向かい合うソファのレクス側に腰掛けるヒナノとテレジア。
レクスは流石に重鎮との密会なのだから2人を追い出そうとしたのだが、どうしても聞き入れてもらえない。
この人たちはこんなにお馬鹿キャラだったかな?と思いつつ、カルディア公の様子を窺うレクスだがどうやら問題ないようだ。
カルディア公がヒナノとテレジアを信用していると言うことなのか。
いや恐らくレクスとのお馬鹿な会話を聞いて諦めたのだろう。
「リーゼ王女殿下の保護は良いのだが、王位継承させるのは厳しいだろうな。私もそれなりに影響力は持っているつもりだがね。女王となったリーゼ王女殿下を保護するとなると、私に野心ありと見なされる恐れがある。何よりヘイヴォル陛下がご存命だ」
「確かに仰る通りですが、近衛としての立場はどうされるのですか?」
「私の立場はあくまで近衛であって、王都にて主を護る者に過ぎない。それが保護となると話は変わってくるのだよ。王位に就いた御方をお守りするのがカルディア公爵家であり、誰かが王位の座を巡って戦うとなると介入することになる。と言うことはどちらか一方に肩入れすることを意味する」
まさにカルディア公の言う通りなので何も言えない。
自分の頭が良かったらと思わざるを得ないが、レクスはあくまで現代日本から転生したただの一般人なのである。長年、貴族社会で揉まれ、処世術を身に着けて、政治への造詣も深いカルディア公の考えについていけるはずがない。
持っているのはゲームの知識のみなのだ。
ローグ公とダイダロス公の内戦を止めるとしたら、これから生まれる予定のアルス王子とリーゼ王女が黄金竜アウラナーガの血脈に連なる者であると証明させることだ。ロイナス王太子の宝珠は紛失しているはずなので、何としても探し出す必要がある。

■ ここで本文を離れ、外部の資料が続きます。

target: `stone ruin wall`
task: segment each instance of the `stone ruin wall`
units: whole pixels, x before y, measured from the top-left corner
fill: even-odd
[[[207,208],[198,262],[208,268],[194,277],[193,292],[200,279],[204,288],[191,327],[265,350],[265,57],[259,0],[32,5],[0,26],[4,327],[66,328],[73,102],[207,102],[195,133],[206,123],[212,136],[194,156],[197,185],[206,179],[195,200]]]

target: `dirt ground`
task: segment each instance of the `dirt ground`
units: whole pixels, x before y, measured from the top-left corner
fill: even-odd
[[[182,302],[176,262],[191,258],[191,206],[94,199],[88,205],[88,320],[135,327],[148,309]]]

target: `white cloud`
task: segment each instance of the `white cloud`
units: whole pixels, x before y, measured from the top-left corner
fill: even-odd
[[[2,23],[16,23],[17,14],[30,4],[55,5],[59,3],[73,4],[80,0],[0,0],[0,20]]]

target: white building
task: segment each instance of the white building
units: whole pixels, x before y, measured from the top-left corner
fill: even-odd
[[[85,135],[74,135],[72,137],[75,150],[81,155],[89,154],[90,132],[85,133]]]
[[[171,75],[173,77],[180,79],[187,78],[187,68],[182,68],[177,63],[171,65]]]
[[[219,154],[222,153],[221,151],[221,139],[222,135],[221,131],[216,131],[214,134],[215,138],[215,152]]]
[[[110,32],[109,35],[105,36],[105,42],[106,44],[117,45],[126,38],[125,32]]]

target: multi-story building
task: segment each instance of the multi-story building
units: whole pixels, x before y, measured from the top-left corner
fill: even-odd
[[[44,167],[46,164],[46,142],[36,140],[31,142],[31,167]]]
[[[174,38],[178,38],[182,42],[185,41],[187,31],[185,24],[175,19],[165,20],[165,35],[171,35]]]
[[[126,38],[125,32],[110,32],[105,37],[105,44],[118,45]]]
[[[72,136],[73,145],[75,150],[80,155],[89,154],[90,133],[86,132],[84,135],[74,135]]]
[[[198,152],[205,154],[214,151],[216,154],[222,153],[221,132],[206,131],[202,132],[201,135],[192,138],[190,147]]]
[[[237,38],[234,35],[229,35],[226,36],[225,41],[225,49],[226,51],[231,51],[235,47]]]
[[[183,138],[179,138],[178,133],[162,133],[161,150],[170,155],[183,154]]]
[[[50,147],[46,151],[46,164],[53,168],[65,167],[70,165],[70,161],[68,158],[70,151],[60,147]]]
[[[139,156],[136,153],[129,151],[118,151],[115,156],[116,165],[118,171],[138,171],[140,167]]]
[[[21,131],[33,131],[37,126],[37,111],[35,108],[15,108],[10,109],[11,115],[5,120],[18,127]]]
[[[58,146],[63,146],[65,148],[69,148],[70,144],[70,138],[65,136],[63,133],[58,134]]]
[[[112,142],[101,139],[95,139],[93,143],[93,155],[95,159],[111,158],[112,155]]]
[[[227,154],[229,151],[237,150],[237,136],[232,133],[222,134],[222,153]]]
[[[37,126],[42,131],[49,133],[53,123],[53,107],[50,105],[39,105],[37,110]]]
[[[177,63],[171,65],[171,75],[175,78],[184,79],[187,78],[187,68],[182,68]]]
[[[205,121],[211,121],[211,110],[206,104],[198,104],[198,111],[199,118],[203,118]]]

血の有無や濃い、薄いは宝珠がないと証明できないからだ。
レクスは宝珠が流れ流れてガルサダス枢機卿の下へとたどり着くことを知っている。
「ロイナス王太子の宝珠はありますか?」
「いや宝珠は行方不明なんだ」
レクスの質問にカルディア公は表情1つ変えることなく答える。
だが隣のクロノスは違っていた。
明らかにレクスの言葉に反応を示したのだ。
「一刻も早く見つけないと大変なことになると思いますね」
「それには同意するが、一体何が起こるのかな?」
「ガルダームが漆黒竜を復活させます。そうなればこの国は亡国の道をたどることになるでしょう」
「奴が漆黒竜を復活させようとしているのは知っている。だが使徒が結集してかかれば倒せないとは思えないな。君の言い方では勝てないように聞こえるのだがね」
そう言われてレクスは少し情報を出し過ぎたかと後悔した。
カルディア公の認識は甘い。
普通の使徒だけでは決して漆黒竜ガルムフィーネを宿した者には勝てない。
漆黒竜に対して特効となる力を持つ、黄金竜の宝珠を宿す者がいなければ必ず敗北する。
「勝てないでしょう。ガルダームが言ってましたよ」
ここでの沈黙は怪しまれるだけなので、取り敢えずレクスはガルダームのせいにしておいた。実際に古代竜の世界である虚界では、ずっと黄金竜と漆黒竜が争い続けていたのだから。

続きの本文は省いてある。